Há tempos que eu enlouqueço, me falaram. Queria te arrancar de mim como se
arranca uma erva daninha, arrancando pela raiz. Tenho medo de que quando eu te
arrancar de mim, eu me arranque um pouco também. Sangrando a carne, puxando a
pele. Eu tenho medo. Eu nunca imaginaria que você cresceria em mim assim. Eu
achava que você talvez nem brotasse direito, como um pé de feijão que eu
plantei quanto eu tinha 8 anos,mas logo morreu. Mas você cresceu em mim de um
jeito inesperado e me fez abrir todas as minhas portas e as janelas e a luz que
entrou me cegou o suficiente para eu não conseguir abrir a porta pra mais
ninguém. Você ocupou todos os espaços em mim e agora eu me sinto sufocadamente
confortável. Eu quebrei a janela. Queria crescer que nem você. Minha janela
tava me sufocando. Precisava gritar.
Ficaram morrendo de medo de mim.
Enlouqueceu, coitadinha. Morar longe da família não deve ser fácil. Não deve. O
amor que eu sinto me sufoca ao ponto de eu nunca conseguir explicar que é amor,
não invenção, não idealização. Essas borboletas pretas aparecem no meu cabelo
de tempos em tempos e eu preciso rasgar tudo. Rasguei as roupas, o lençol
branco que cobria o colchão velho. Eu gosto do barulho de tecido rasgando.
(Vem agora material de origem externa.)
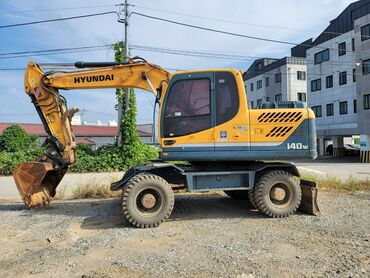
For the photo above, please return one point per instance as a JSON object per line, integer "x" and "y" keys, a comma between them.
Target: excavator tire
{"x": 147, "y": 200}
{"x": 277, "y": 194}
{"x": 237, "y": 194}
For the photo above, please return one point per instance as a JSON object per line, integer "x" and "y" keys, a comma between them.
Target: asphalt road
{"x": 207, "y": 235}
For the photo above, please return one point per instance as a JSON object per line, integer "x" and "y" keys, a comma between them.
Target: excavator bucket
{"x": 36, "y": 182}
{"x": 309, "y": 198}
Finjo que sou eu, me abrindo ao meio. E ai eu grito, porque algo dentro de mim
queima e eu me sinto viva. Enlouqueci. Enlouqueci de amor. Sou tão frágil que
se encostar eu quebro. Vão falar de novo que eu enlouqueci, mas tudo isso é pra
dizer que você sou eu e que estamos conectados por algo que eu mesma inventei. Te
vejo de todas as formas e cores e tenho vontade de te rasgar inteiro. Rasgar
nós dois. Enlouquecer. Queriam me internar, mas eu tentei explicar que amor não
é doença. Não tem cura. Minhas crises funcionam como uma fuga de mim mesma.
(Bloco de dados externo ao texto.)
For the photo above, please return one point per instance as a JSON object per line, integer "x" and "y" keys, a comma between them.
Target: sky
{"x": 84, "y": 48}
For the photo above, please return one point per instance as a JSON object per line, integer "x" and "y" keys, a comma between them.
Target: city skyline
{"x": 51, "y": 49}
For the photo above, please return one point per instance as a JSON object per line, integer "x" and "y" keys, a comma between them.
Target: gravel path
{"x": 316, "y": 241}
Tento me encontrar nos restos do meu quarto. No que restou de mim. Você mudou
tudo e dane-se. Vou continuar enlouquecendo, vou continuar amando e querendo
matar o amor. É só porque você foi o único ate hoje que mereceu todo esse amor
que transborda em mim, por tudo. Você me merece porque quando eu te olho eu
entendo tudo por um segundo e sou puxada pra dentro de você, me afogando. Você
me merece porque eu me encontrei no momento exato que eu te vi. Transbordei de
amor e quebrei tudo. Enlouqueci, me disseram.